I went home and cried. How could this girl take this accomplishment away from me when I'd worked so unbelievably hard to get it? I cried to my clarinet teacher. I bawled at my mom. When my dad walked through the door I collapsed in despair. My father tenderly, yet firmly scolded me for my behavior. In my shock, I stopped crying and stared at him in disbelief. He told me if I sat around whining I would lose my chair. I remember the creases around his hazel eyes as he said, "Get to work."
That week I spent every waking moment glued to my clarinet. I followed me to dinner, sang out during the commercial breaks during my favorite show, and accompanied me to the bathroom. Good acoustic, you know. And on the day of the challenge, I stood in the office of my band teacher shaking, with memorized music in hand. He smiled at me and asked me if I was ready. I could see in his slightly mischievous grin that he not only was confident in my quaking hands, but he was rooting for me. I breathed out slowly and raised my instrument to my lips and listened to my song soar over my head as if it came from another clarinet in the room. Fast and high, it fluttered about until the final note settled in my chest. My teacher's eyes were ablaze with excitement. He handed me the sight-reading piece selected by my opponent, and I played through it slowly and carefully. He opened the door of his office and invited me back into the classroom. I sat down and avoided eye-contact with everyone as I awaited the verdict.
I heard the teacher step onto his squeaky platform. "Both of these ladies are talented musicians, but-" Here it comes, I thought. The end of my two week run of average. I said a silent goodbye to my seat and looked up. "But I've decided to leave the chairs as they are." I started to tear up, the fifth chair avoided my gaze, and that inspired teacher nodded to me as if to confirm his choice. I sat up a little taller and practiced a little harder.
Christmas break rolled around. Every day I sat in front of the piano and played Christmas songs on the old clarinet. I could feel the pain of junior high being stripped away as a new-found confidence set in. The feel of the cool metal keys sent shivers up my spine and a joyful flutter in my heart. The new semester began after the holidays and chair auditions came knocking. I felt nervous, but also calm. Music was no longer about accomplishment. It was about the joy of creation and the beauty that teamwork that a little elbow grease could produce. Even still, I was shocked when the results of the auditions were posted and I had landed myself in SECOND chair.

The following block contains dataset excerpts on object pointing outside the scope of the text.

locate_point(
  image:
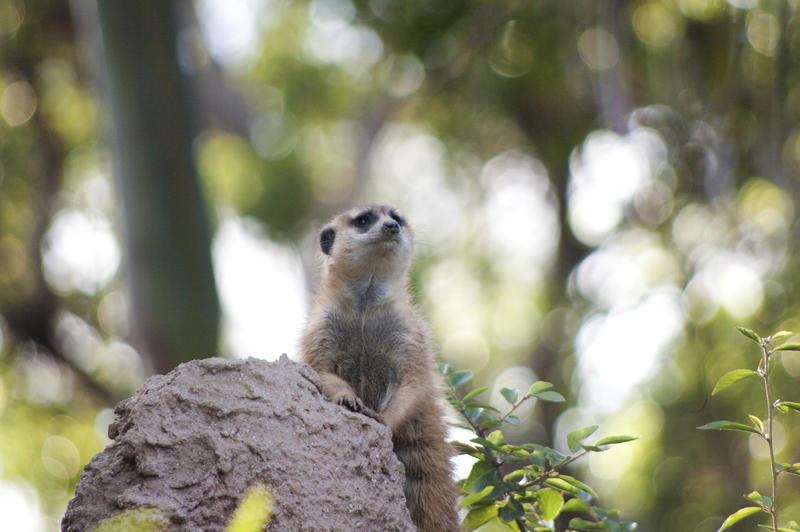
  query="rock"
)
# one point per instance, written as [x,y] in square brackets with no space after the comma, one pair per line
[191,443]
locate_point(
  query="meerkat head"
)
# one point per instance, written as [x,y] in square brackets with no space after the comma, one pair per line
[367,242]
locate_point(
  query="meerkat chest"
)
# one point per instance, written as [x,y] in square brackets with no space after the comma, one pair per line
[371,349]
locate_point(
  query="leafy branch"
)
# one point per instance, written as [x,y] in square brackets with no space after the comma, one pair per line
[761,428]
[524,486]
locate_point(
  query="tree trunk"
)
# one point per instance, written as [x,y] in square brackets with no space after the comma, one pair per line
[175,310]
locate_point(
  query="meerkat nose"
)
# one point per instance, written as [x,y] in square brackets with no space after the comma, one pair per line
[390,226]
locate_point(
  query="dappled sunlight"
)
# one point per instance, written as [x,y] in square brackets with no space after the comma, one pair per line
[262,291]
[20,507]
[621,350]
[231,30]
[520,214]
[605,174]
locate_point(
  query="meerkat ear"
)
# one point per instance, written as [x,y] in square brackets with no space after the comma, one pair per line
[326,238]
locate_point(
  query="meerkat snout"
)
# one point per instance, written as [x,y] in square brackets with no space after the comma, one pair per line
[391,227]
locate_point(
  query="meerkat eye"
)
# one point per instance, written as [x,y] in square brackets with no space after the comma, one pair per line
[396,217]
[363,220]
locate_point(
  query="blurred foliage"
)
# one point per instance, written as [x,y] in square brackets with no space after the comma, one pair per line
[770,350]
[600,191]
[523,487]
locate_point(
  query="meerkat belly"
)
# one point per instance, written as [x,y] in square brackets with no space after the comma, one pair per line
[369,351]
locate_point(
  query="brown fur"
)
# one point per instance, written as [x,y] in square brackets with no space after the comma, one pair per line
[374,354]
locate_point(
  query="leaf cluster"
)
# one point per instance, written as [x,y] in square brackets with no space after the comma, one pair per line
[761,427]
[524,487]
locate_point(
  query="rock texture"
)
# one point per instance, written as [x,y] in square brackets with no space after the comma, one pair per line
[191,443]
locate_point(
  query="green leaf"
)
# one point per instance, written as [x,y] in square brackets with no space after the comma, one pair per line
[539,386]
[474,497]
[484,406]
[757,423]
[780,335]
[510,395]
[553,397]
[479,516]
[496,437]
[757,498]
[577,523]
[550,503]
[578,484]
[562,485]
[789,404]
[750,334]
[738,515]
[254,512]
[576,505]
[728,425]
[457,378]
[790,346]
[612,440]
[575,438]
[511,511]
[472,413]
[481,475]
[732,377]
[474,392]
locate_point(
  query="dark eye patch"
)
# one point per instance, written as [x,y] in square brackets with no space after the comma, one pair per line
[364,220]
[396,217]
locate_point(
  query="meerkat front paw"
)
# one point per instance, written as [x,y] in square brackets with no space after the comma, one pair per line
[351,402]
[355,404]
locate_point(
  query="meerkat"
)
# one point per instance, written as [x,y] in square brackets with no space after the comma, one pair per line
[374,355]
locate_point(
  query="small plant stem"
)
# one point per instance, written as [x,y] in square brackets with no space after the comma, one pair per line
[773,509]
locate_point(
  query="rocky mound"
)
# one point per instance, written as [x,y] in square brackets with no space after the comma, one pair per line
[191,443]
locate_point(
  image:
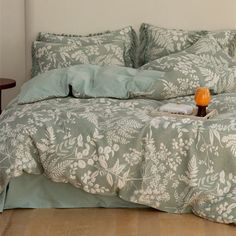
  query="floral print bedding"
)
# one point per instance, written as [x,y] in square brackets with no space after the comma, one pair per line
[122,146]
[118,147]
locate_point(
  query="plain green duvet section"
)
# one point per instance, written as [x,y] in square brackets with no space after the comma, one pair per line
[40,192]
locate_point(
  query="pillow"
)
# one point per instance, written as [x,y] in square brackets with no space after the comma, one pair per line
[127,35]
[203,64]
[156,42]
[48,56]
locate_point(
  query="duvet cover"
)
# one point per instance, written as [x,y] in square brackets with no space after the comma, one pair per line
[104,136]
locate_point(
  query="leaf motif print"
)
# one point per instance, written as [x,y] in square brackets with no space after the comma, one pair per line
[230,142]
[191,174]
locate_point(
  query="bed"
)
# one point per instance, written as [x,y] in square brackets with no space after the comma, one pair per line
[85,130]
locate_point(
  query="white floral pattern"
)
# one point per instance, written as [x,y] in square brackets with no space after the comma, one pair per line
[108,146]
[157,42]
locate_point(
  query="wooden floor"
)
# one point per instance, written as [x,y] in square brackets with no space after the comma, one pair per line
[107,222]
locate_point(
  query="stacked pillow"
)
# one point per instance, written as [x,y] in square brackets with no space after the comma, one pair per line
[157,42]
[51,51]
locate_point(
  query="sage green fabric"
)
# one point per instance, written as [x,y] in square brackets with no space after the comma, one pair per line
[121,147]
[118,147]
[156,42]
[126,35]
[203,64]
[36,191]
[49,56]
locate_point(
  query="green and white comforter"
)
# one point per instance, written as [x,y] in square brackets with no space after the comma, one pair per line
[118,147]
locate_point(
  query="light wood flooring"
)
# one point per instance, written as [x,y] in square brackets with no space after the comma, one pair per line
[107,222]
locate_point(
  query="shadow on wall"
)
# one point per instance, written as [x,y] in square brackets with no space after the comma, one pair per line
[12,45]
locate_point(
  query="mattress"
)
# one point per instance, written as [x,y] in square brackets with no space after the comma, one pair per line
[37,191]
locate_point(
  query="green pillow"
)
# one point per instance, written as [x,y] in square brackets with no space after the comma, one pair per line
[203,64]
[49,56]
[127,35]
[157,42]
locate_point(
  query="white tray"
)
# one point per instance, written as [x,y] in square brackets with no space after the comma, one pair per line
[210,114]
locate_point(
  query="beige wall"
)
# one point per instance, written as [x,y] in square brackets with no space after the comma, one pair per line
[83,16]
[12,44]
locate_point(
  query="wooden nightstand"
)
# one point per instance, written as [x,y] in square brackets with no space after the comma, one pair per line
[5,84]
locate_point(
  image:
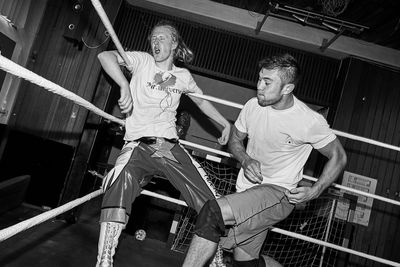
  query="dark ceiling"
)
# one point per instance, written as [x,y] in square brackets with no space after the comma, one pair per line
[381,16]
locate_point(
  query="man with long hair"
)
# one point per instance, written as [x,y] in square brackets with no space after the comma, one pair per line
[150,101]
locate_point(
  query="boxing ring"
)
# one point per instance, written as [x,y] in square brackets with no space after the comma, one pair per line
[19,71]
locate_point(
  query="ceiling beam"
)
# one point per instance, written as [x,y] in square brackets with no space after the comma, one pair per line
[274,30]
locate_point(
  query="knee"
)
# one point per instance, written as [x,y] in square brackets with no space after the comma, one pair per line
[210,224]
[251,263]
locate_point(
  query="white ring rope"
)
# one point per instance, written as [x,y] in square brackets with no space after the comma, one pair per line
[107,24]
[121,51]
[19,71]
[349,189]
[24,225]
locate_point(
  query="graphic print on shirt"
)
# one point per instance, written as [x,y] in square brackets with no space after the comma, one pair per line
[166,82]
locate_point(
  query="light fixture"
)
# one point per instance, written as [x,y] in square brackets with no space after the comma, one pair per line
[312,19]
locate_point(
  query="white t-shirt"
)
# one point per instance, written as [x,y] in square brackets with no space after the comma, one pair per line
[281,140]
[156,95]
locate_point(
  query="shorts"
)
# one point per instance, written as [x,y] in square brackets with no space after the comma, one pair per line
[255,210]
[136,165]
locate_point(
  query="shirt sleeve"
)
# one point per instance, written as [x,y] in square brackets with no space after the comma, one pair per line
[320,134]
[241,121]
[192,86]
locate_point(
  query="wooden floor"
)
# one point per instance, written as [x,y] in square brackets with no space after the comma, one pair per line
[56,243]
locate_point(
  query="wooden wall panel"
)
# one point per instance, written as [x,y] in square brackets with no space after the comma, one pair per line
[72,65]
[369,107]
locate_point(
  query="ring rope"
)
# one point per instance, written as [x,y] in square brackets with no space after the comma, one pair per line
[24,225]
[19,71]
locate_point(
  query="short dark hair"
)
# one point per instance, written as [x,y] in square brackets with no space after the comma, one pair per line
[289,70]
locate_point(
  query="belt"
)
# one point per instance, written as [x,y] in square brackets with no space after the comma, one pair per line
[150,140]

During that semester, my teacher gave me so many opportunities to grow. From being handpicked to play in the concerto orchestra, to a solo at graduation, I basked the rays of reassuring sunlight that poured over me from this teacher that never gave up, from my clarinet tutor who wouldn't allow me to be held back by excuses, and from my mommy who, obligated by uterine law, and probably prompted from some divine source, believed in me even when I sounded hopelessly horrible. (No really, it was bad for a while.) All of that unwavering faith washed away the doubt and self-loathing placed there by that junior high monstrosity and helped me see who I could have been all along. Myself. And me was good enough.
This is why I've always wanted to be a teacher. This is why I wanted to be a mother. If I could show my children and impressionable teenagers how special and incredible they are, then maybe, just maybe, I could pay forward the life-changing lessons I learned with a clarinet.